On World AIDS Day, PMA calls for urgent reset of the country’s failing HIV control system
Says Pakistan cannot combat the epidemic without reliable data, revived initiatives, and strict enforcement of blood-safety standards.
IV Report
KARACHI: Appearing not satisfied
with the existing official measures aimed at checking the persisting spread of
HIV infections across the country, the Pakistan Medical Association has called
for a complete overhauling of the official hubs of the diseases (HIV) control system,
as the citizens celebrated World AIDS Day once again in the absence of any
confirmed national consolidated status report of the disease giving HIV patient
number, rates of new infections, people receiving the due treatment and other
pertaining achievements, if any.
Marking World AIDS Day under the
global theme “Overcoming Disruption, Transforming the AIDS Response,” the PMA
said in a statement issued by its Secretary General, Dr Abdul Ghafoor Shoro,
that the country’s HIV emergency was being compounded by policy inertia,
worsening inequalities in care, and the failure to produce trustworthy public
health data.
The Association noted that Pakistan is now ranked as having the second fastest-growing HIV epidemic in the Asia-Pacific region, a trend it described as “alarming and unacceptable,” particularly for a country that has repeatedly witnessed avoidable outbreaks stemming from unsafe medical practices.
Citing global statistics from
UNAIDS, the PMA said the epidemic’s burden remained formidable: 40.8 million people worldwide are living with
HIV, while 1.3 million new
infections and 630,000
AIDS-related deaths were reported in 2024 alone. In Pakistan, the
situation was becoming increasingly fragile, with Sindh alone registering “3,995 HIV-positive children”, in addition
to recent episodes in Karachi where more than a dozen children tested positive
within a single healthcare facility — an event the PMA called “a glaring
reminder of systemic infection control failures.”
Balochistan, too, was cited as an
emerging hotspot. While the province reported 462 new cases last year, official registries list 2,823 known
patients, though experts estimate the true figure to be between 7,000 and 9,000, suggesting large gaps
in detection and reporting.
The PMA said the national HIV response structure was “broken,” pointing to funding challenges after the Global Fund reduced support by $27 million, threatening diagnostic services and prevention programmes.
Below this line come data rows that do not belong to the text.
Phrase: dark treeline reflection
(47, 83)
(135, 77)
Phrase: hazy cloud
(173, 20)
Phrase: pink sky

The National AIDS Control Programme (NACP), the country’s central coordinating body, remained “nearly inactive” due to resource constraints, the statement added.
The Association said the persistence
of unsafe injections, unsterilised
equipment, and unregulated blood transfusions was helping drive new
infections, proving that critical lessons from major past outbreaks — including
the 2019 Larkana tragedy — had not been institutionalised.
Referring to UNICEF–UNAIDS
projections, the PMA warned that a decline in programme coverage could lead to
an additional 1.1 million children
acquiring HIV by 2040, with 820,000
potential deaths from AIDS-related causes, underscoring the stakes for
Pakistan’s younger population.
The PMA called on the government to urgently fill the funding gap left by foreign donors, revive the NACP with adequate staffing and data systems, and enforce strict infection control and blood safety protocols. It further urged a human-rights-centred approach to counter stigma, along with targeted screening campaigns in high-risk communities.
The Association appealed to
political leaders, the media, and civil society to “break the silence,” warning
that without decisive action, Pakistan’s health system risks losing further
ground against a preventable and treatable virus.
In the meantime, the Sindh Health Department’s
CDC-HIV/AIDS organised an awareness walk and seminar at the Karachi Press Club,
led by Director Kanwal Mustafa and Deputy Director Dr Ghulam Ali Bozdar.